Deuxième partie / L’inconscient est aussi une force dynamique


qui peut être saisie de manière indirecte

C’est l’hypothèse que formule Nietzsche dans Par-delà le bien et le mal, lorsqu’il constate : « Une
pensée ne vient que quand elle veut, et non pas quand moi je le veux. » Si c’est la pensée qui décide
quand se montrer ou se dérober, il y a peut-être une part de notre inconscient qui se
refuse activement à notre conscience, comme s’il y avait quelque chose à cacher.

C’est justement cette composante active de l’inconscient, dynamique, que Freud tente de théoriser.
Il développe notamment la notion de Ça (nos désirs inconscients) et de Surmoi (les interdits que
nous avons intériorisés) pour expliquer la position instable et tiraillée du Moi, pouvant mener à des
névroses ou des psychoses.
Le concept d’inconscient a donc une place dans la connaissance : il est le postulat de la théorie
psychanalytique. En ce sens, l’inconscient n’échappe pas à une forme de connaissance : il est l’objet
même de la psychanalyse, qui aura une longue postérité après Freud, avec par exemple Jung ou
Melanie Klein.

Transition : La psychanalyse ne fait toutefois pas l’unanimité.
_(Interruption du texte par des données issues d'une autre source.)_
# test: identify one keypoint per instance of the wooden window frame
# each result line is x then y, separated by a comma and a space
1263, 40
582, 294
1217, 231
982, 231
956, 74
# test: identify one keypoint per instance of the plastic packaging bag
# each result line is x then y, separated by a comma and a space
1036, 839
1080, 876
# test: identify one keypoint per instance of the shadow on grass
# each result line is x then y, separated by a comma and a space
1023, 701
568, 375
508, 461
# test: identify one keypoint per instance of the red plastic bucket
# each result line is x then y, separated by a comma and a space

Est-ce une science ? Le philosophe
des sciences Karl Popper fait ce reproche à Freud : pour lui, l’inconscient ne peut pas prétendre à
une connaissance quelconque, mais il est simple objet de discours, qui ne s’ouvre pas à sa propre
falsification. Cependant, faut-il qu’une discipline soit une science pour permettre d’offrir une forme
de connaissance ? Pas nécessairement. La cure psychanalytique montre qu’il est possible de
connaître l’inconscient indirectement, en observant ses effets dans notre vie quotidienne, sur notre
corps et notre langage notamment.

Troisième partie / Il est possible d’avoir accès à des


manifestations de l’inconscient par l’analyse du corps et du
langage

Contrairement à la physique ou la biologie, la connaissance de l’inconscient n’est pas la rencontre


pure et simple d’une conscience et d’un phénomène observable extérieur à elle. Il faut donc
dépasser le schéma classique de la connaissance « Sujet / Objet ».
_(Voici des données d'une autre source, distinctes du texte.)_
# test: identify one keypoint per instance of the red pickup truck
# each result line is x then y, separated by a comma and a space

Comment faire ? En analysant les traces, les manifestations de l’inconscient. Le Sujet se prend
comme objet lui-même, à travers divers éléments qui émanent de lui : rêves, lapsus, actes manqués,
symptômes, fantasmes sexuels, etc. Ces symptômes expriment un désir refoulé de la conscience,
c’est-à-dire de l’inconscient.

La cure analytique doit permettre d’interpréter l’inconscient. Freud, dans L’Interprétation des rêves,
donne des pistes pour décoder ce que l’inconscient exprime. Le Sujet peut ainsi se comprendre,
mais il a besoin d’un médiateur (le psychanalyste) pour rendre transparent ce qui est a priori opaque
à sa conscience.
Conclusion 

Si l’on définit l’inconscient comme une simple privation de conscience, alors il semble difficile de
le connaître comme on connaît d’autres phénomènes qui nous entourent. Si au contraire, on s’y
intéresse comme à une force psychique ou un principe explicatif, il semble possible d’en décrire les
structures et le fonctionnement objectif. Nous avons vu que d’après la théorie psychanalytique, nous
avons tous un inconscient structuré à peu près de la même manière. 

Cependant, nous avons également compris que le concept même d’inconscient déjouait l’opposition
« Sujet / Objet » qui est à la base de la définition de la connaissance. La connaissance de
l’inconscient va de pair avec la naissance d’un Sujet qui, sans pouvoir être totalement transparent à
lui-même, se construit autour d’un récit psychanalytique.